A situation may arise where a tenant finds him/herself in a situation where the landlord would like to put their property on the market. So just what happens to tenants if this happens, and are they within their rights to breach the lease agreement in this circumstance?, asks Adrian Goslett, CEO of RE/MAX of Southern Africa.

South African law states that a landlord is not prohibited from selling the property to a third party, while the property is housing a tenant and a lease agreement is in place. However, in terms of the legal principle huur gaan voort koop, the lease precedes the sale and therefore the tenant is entitled to retain occupation of the property for the remainder of the lease period. “While a tenant is able to stay in the property for the duration of the lease, some may feel a lot of uncertainty around dealing with a different landlord or the renewal terms of the lease with the new owner. There is also the matter of what the new owner intends to do with the property, as they may not want to continue renting the property out and could want to move into the property themselves,” says Goslett.
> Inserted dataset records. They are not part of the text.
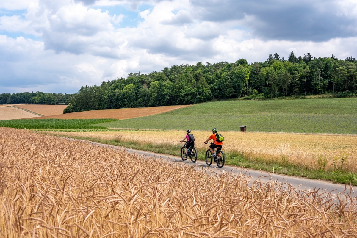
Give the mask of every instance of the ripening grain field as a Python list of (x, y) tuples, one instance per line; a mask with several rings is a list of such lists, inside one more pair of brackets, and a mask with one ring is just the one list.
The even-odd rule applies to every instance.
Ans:
[(1, 237), (357, 236), (353, 194), (336, 203), (25, 130), (0, 135)]
[[(198, 150), (208, 148), (208, 145), (203, 142), (210, 135), (210, 132), (192, 131), (192, 133), (196, 139), (195, 147)], [(168, 143), (177, 145), (178, 151), (183, 145), (178, 145), (180, 141), (186, 135), (184, 131), (53, 133), (108, 141), (120, 137), (121, 140), (139, 143)], [(357, 173), (357, 136), (235, 132), (223, 132), (222, 134), (225, 138), (224, 151), (239, 152), (250, 158), (260, 158), (266, 161), (279, 162), (283, 159), (285, 162), (297, 166), (314, 169), (333, 170), (334, 167), (340, 166), (340, 169)]]

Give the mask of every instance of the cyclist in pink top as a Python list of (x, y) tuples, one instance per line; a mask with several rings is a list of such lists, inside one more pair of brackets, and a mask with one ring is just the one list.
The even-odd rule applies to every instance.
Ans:
[(186, 136), (181, 140), (181, 142), (183, 142), (185, 139), (187, 142), (186, 142), (186, 148), (185, 151), (185, 156), (187, 156), (187, 151), (190, 146), (195, 146), (195, 137), (193, 135), (191, 134), (191, 130), (188, 130), (186, 131)]

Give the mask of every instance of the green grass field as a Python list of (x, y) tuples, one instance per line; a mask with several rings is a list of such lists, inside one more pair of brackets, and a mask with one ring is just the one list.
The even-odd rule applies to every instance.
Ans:
[(357, 134), (357, 98), (207, 102), (154, 116), (97, 125), (115, 128)]
[(17, 119), (0, 120), (0, 126), (18, 129), (106, 129), (106, 127), (93, 126), (116, 119)]
[[(39, 131), (105, 131), (108, 127), (138, 129), (239, 131), (247, 125), (248, 131), (357, 134), (357, 98), (306, 99), (265, 101), (227, 100), (206, 102), (155, 116), (131, 119), (21, 119), (0, 121), (0, 127)], [(116, 130), (120, 131), (120, 130)], [(89, 140), (96, 139), (86, 138)], [(135, 142), (106, 141), (156, 152), (177, 155), (174, 145), (141, 144)], [(201, 155), (203, 152), (200, 151)], [(357, 175), (348, 170), (326, 171), (297, 169), (293, 165), (273, 161), (267, 164), (260, 158), (239, 152), (227, 153), (227, 165), (244, 166), (272, 171), (357, 184)], [(341, 159), (336, 158), (336, 161)], [(263, 162), (262, 162), (262, 161)], [(299, 170), (300, 169), (300, 170)], [(352, 177), (351, 177), (352, 176)]]

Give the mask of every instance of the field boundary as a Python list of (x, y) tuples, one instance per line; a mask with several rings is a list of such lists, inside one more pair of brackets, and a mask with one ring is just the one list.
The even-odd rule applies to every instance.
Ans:
[(24, 108), (22, 108), (22, 107), (16, 107), (16, 106), (10, 106), (11, 107), (14, 107), (15, 108), (17, 108), (18, 109), (21, 109), (21, 110), (25, 111), (28, 112), (32, 113), (33, 114), (34, 114), (35, 115), (37, 115), (37, 116), (39, 116), (40, 117), (43, 117), (44, 116), (44, 115), (42, 115), (42, 114), (40, 114), (39, 113), (37, 113), (36, 112), (33, 112), (32, 111), (30, 111), (30, 110), (27, 110), (27, 109), (25, 109)]

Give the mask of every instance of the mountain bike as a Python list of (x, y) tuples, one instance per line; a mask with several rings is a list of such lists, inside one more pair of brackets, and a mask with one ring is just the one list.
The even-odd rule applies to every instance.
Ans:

He adds that some times in these situations tenants might want to find other accommodation. However, a tenant’s right to cancel their lease will largely be determined by the lease agreement that they signed and the law. “For this reason,” says Goslett, “reading the lease agreement is the first step when it comes to knowing where you stand with regard to your rights and obligations should the property be sold. In some cases landlords and tenants may have agreed to a lease with a sales provision in order to give both parties flexibility should the situation arise. The lease may stipulate that the tenant has the option to cancel their current lease and find another place to stay if the property is placed on the market. If these are the terms and there is mutual consent, the tenant is absolved from any penalties that may arise due to breaking the agreement.”
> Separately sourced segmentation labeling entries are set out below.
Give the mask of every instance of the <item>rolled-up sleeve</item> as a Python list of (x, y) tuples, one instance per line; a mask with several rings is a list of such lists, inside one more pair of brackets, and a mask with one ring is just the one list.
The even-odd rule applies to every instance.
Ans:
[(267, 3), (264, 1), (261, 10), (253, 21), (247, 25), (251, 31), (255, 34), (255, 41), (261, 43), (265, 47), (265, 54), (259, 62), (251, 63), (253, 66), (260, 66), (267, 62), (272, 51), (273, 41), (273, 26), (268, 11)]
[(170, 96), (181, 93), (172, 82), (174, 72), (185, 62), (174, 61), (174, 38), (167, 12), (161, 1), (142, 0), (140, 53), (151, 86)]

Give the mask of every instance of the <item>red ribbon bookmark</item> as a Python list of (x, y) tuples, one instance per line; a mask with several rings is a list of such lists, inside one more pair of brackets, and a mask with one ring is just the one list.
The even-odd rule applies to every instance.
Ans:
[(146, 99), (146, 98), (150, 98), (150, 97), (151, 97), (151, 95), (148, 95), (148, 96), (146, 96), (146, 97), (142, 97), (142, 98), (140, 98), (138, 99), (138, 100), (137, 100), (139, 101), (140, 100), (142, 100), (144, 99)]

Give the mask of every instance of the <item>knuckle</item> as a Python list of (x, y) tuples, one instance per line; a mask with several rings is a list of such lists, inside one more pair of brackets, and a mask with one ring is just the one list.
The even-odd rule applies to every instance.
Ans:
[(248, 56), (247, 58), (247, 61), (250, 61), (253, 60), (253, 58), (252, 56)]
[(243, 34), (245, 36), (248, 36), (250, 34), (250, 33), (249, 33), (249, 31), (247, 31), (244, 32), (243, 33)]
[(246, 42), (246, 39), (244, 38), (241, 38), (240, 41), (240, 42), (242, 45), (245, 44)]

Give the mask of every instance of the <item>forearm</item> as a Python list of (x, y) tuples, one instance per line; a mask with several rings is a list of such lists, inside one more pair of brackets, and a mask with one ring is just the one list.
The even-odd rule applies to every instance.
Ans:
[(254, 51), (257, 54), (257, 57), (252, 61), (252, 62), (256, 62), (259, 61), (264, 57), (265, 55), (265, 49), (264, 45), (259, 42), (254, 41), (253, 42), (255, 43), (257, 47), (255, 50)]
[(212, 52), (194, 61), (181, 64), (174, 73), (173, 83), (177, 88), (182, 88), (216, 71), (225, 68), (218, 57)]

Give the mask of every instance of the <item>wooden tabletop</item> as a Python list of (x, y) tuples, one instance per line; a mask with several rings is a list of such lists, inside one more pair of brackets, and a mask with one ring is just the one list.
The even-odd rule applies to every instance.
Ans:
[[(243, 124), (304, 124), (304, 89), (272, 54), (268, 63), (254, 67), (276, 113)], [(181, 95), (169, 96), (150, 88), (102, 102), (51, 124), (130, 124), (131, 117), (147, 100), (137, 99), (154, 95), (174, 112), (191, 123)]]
According to Goslett, all the terms and conditions in the lease before the sale of the property will be carried over to the new owner of the property. What this means is that if nothing is specifically stated in the lease regarding the sale of the property, it will be a lot more difficult for the tenant to break the agreement without suffering the consequences of a penalty. The lease will simply remain in effect under the new landlord and the tenant will be obligated by law to respect the stipulated terms, as will the new landlord. “In certain cases the purchaser will buy a property with an existing tenant with the intention of retaining that tenant. If this is the case they will more than likely not want to release the tenant from their contractual obligations,” says Goslett.
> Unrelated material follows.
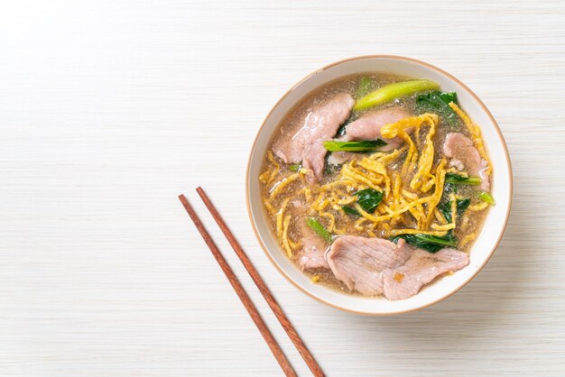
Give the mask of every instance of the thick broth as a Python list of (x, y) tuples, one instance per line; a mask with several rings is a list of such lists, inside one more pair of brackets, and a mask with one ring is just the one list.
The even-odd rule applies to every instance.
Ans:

He points out that the Consumer Protection Act (CPA) does allow for the early termination of a fixed term contract within the fixed term on the condition that the new owner is a supplier who lets property in the ordinary course of his business. This is regulated by section 14 of the Act. “In this case a tenant can give a 20 business day notice period during the term of the lease. However, they would then be liable for the notice month and possibly a reasonable penalty fee. It should be noted that the CPA will not be applicable if the parties to a lease agreement are both juristic persons,” says Goslett.

Before making any decisions regarding terminating a lease prematurely, tenants should first speak to the landlord. “Discussing the matter with the landlord could help to alleviate concerns regarding the sale of the property,” says Goslett. “Tenants should also bear in mind that the conclusion of the sale might only be after the end of the lease term, or the new landlord may be better than the current one,” he concludes.